Water and Vegetation areas look pretty solid, whereas the algorithm had difficulties to differentiate Urban and Bare Soil areas. Especially bare areas with really high reflection values are indicated as urban areas. On the other hand, all of the actual urban areas are correctly indicated.


To evaluate how we could improve this classification, let's go through the points brought up just before.


How many classes did we choose? 4 Classes. For such a huge research area, adding a few classes could improve the results. Useful additional classes could be for example cultivated and uncultivated fields.
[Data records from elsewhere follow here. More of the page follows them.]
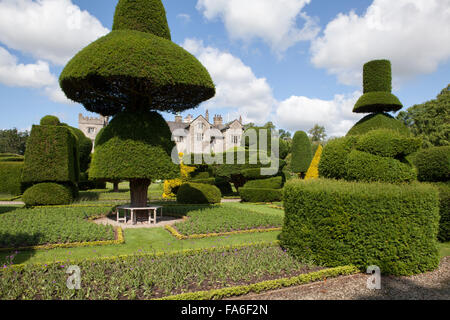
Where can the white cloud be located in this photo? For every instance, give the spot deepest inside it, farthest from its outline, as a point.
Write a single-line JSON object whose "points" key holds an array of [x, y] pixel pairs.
{"points": [[274, 21], [413, 34], [302, 113], [52, 30], [36, 76], [237, 87]]}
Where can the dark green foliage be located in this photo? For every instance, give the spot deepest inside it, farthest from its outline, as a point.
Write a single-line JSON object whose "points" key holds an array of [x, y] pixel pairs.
{"points": [[363, 166], [10, 177], [197, 193], [377, 102], [430, 120], [51, 155], [131, 70], [334, 157], [260, 195], [134, 146], [301, 153], [47, 194], [433, 164], [378, 121], [388, 143], [336, 223], [444, 211], [377, 89], [13, 141], [142, 15], [270, 183], [50, 121]]}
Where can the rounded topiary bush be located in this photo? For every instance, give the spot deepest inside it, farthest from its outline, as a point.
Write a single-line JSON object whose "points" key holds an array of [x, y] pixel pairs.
{"points": [[333, 161], [47, 194], [388, 143], [433, 164], [50, 121], [378, 121], [363, 166], [337, 223], [198, 193]]}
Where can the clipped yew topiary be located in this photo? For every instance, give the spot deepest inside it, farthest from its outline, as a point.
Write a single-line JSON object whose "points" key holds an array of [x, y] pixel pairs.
{"points": [[47, 194], [336, 223], [129, 73], [198, 193], [433, 164], [301, 153]]}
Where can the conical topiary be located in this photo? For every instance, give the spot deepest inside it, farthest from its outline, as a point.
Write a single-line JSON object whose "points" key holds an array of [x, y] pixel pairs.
{"points": [[377, 89]]}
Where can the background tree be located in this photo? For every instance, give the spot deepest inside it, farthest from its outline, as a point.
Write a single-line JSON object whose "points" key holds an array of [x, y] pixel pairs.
{"points": [[430, 120], [301, 153], [317, 134], [129, 74], [13, 141]]}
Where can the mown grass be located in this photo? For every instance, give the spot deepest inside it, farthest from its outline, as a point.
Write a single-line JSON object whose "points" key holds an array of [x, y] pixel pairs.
{"points": [[21, 227], [146, 277], [227, 219]]}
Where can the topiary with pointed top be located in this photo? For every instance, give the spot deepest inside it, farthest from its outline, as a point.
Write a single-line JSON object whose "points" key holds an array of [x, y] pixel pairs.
{"points": [[133, 71]]}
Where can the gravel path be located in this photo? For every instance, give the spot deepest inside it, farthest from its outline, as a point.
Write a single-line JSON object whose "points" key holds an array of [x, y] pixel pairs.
{"points": [[429, 286]]}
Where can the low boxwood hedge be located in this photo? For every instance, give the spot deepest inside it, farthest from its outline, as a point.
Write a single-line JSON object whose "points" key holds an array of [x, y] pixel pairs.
{"points": [[47, 194], [363, 166], [198, 193], [433, 164], [260, 194], [336, 223], [10, 177]]}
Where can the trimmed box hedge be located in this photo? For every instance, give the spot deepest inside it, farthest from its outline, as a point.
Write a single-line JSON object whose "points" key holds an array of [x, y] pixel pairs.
{"points": [[47, 194], [10, 177], [51, 155], [198, 193], [260, 194], [337, 223]]}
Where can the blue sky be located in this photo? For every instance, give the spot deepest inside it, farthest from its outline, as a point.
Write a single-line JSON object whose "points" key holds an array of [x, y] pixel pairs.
{"points": [[292, 62]]}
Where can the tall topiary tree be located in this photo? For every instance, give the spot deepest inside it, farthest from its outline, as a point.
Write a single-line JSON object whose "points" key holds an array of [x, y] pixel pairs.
{"points": [[301, 153], [130, 73]]}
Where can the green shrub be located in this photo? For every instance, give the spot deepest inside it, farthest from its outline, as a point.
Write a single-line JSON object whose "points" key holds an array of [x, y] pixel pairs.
{"points": [[336, 223], [47, 194], [333, 162], [378, 121], [433, 164], [10, 177], [301, 153], [197, 193], [444, 211], [363, 166], [260, 194], [51, 155], [388, 143], [270, 183], [49, 121]]}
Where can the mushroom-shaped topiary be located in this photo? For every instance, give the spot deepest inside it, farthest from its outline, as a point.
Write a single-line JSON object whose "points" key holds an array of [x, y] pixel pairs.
{"points": [[377, 89], [136, 66], [133, 70]]}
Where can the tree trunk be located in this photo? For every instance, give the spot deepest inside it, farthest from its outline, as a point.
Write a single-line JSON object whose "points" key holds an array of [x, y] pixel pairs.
{"points": [[139, 190]]}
How many sample points did we take per class? 20 points per class. This is by any means not enough for a representative Land Cover Classification, especially if the research area is so huge. The more the better, but it should be at least around 100 samples per class.
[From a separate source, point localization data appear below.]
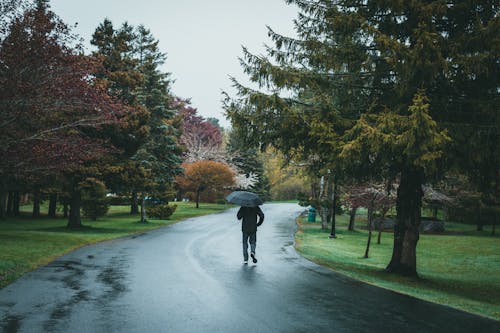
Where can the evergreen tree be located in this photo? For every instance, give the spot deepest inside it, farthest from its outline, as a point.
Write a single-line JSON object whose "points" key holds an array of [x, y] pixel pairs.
{"points": [[373, 84], [152, 154]]}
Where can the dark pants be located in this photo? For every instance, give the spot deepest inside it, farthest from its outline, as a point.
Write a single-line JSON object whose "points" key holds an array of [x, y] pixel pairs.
{"points": [[252, 238]]}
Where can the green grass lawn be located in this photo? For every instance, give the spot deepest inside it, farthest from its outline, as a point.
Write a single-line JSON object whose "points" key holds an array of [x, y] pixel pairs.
{"points": [[27, 243], [460, 268]]}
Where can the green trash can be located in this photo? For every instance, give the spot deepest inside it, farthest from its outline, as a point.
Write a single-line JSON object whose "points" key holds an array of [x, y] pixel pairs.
{"points": [[311, 217]]}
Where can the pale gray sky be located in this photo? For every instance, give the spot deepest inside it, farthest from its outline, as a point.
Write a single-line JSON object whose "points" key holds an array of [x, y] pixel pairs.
{"points": [[202, 38]]}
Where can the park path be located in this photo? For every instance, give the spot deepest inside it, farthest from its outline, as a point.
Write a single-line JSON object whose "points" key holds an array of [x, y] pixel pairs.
{"points": [[189, 277]]}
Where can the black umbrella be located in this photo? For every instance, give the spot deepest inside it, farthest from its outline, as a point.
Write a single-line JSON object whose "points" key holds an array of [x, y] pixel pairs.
{"points": [[244, 198]]}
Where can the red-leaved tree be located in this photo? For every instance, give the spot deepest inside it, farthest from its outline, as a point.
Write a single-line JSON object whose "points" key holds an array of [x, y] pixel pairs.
{"points": [[52, 108]]}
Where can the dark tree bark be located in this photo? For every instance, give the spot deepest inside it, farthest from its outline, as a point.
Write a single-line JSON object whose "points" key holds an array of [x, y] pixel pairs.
{"points": [[334, 209], [198, 198], [36, 203], [406, 230], [3, 195], [143, 209], [74, 218], [52, 205], [16, 203], [134, 210], [352, 218], [479, 220], [10, 204], [370, 226]]}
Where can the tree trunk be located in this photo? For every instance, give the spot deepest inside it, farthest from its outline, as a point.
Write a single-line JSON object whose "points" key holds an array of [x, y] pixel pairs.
{"points": [[36, 203], [434, 212], [134, 210], [370, 224], [352, 217], [406, 230], [334, 209], [143, 209], [74, 219], [479, 220], [10, 204], [323, 209], [65, 210], [16, 204], [52, 205], [2, 204]]}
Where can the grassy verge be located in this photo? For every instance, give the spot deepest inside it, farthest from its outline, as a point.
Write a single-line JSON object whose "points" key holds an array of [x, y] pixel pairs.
{"points": [[27, 243], [459, 268]]}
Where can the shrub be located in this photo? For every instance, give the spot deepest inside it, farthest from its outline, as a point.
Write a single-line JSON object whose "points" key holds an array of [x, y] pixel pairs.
{"points": [[162, 212]]}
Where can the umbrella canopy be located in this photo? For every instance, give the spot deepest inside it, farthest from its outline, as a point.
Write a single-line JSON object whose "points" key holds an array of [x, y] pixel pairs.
{"points": [[244, 198]]}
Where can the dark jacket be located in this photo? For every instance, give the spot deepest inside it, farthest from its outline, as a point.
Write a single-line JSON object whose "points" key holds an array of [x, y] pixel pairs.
{"points": [[249, 216]]}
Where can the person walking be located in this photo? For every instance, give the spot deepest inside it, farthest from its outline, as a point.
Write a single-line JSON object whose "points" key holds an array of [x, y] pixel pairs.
{"points": [[249, 225]]}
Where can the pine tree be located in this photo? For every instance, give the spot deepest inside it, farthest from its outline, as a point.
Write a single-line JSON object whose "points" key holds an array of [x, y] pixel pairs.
{"points": [[370, 87]]}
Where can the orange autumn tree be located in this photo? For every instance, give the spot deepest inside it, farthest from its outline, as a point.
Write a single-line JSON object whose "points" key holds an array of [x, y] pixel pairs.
{"points": [[205, 175]]}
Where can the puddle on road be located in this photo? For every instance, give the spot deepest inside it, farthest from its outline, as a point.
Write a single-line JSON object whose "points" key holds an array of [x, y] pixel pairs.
{"points": [[11, 324]]}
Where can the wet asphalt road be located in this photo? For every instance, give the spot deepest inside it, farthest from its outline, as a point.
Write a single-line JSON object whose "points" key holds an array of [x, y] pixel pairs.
{"points": [[189, 277]]}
Is point-data an adequate source of data? It works, but using polygons would provide much better results, as a wider pixel value variation is being taken into consideration. If possible, polygons should always be used.


Which sampling strategy did we choose? Equalized sampling, so every class is evenly represented. A stratified approach might be better, as water and vegetation areas have proven to be already pretty well classified with our low efforts. This means that it might make sense to put more effort into the urban and bare soil classes, which means more creating more training samples for those classes.